This is obviously not a short term exercise and one would be strongly cautioned against developing a “lens” infrastructure for a trivial topic such as blog writing.  But it would certainly be a useful approach for establishing health policy or delivery systems.   Done properly with appropriate validations and confirmations and broad based objective recordable and measurable inputs, thia is a major exercise. 

Can you go through this whole exercise and still end up with flawed policy?  Of course you can.  That is why Planning leads to Doing and then Studying and then Acting. 
But if the policy is big enough or important enough, the risks associated with under-Planning or non-Planning are guaranteed to be profound.   

Tuesday, April 24, 2012

Assessing and improving quality in molecular genetic testing laboratories in Europe

Over the last few weeks I have referred to a person about to complete their PhD in medical laboratory Quality.  To my knowledge Sarah is the first person to have done this.  Congratulations, and here's to her being the start to a new trend.  

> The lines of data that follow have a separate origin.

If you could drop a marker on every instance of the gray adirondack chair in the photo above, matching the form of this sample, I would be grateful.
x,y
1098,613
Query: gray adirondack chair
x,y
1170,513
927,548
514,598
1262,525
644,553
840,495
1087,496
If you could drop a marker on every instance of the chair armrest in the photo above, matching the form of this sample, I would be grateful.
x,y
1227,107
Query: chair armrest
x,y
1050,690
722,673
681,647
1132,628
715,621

I have invited Sarah to prepare an entry for Making Medical Lab Quality Relevant.  I am pleased that she has contributed the following.  With that I am pleased to introduce Dr. Sarah Berwouts.

Only recently I defended my PhD dissertation and it was a pleasure to have Dr Michael Noble in the jury. I also feel honoured to get the opportunity to write a guest post on his entertaining blog. My research project mainly focussed on quality in Europe, so having input from Dr Noble on the Canadian situation was interesting and provided some food for thought. 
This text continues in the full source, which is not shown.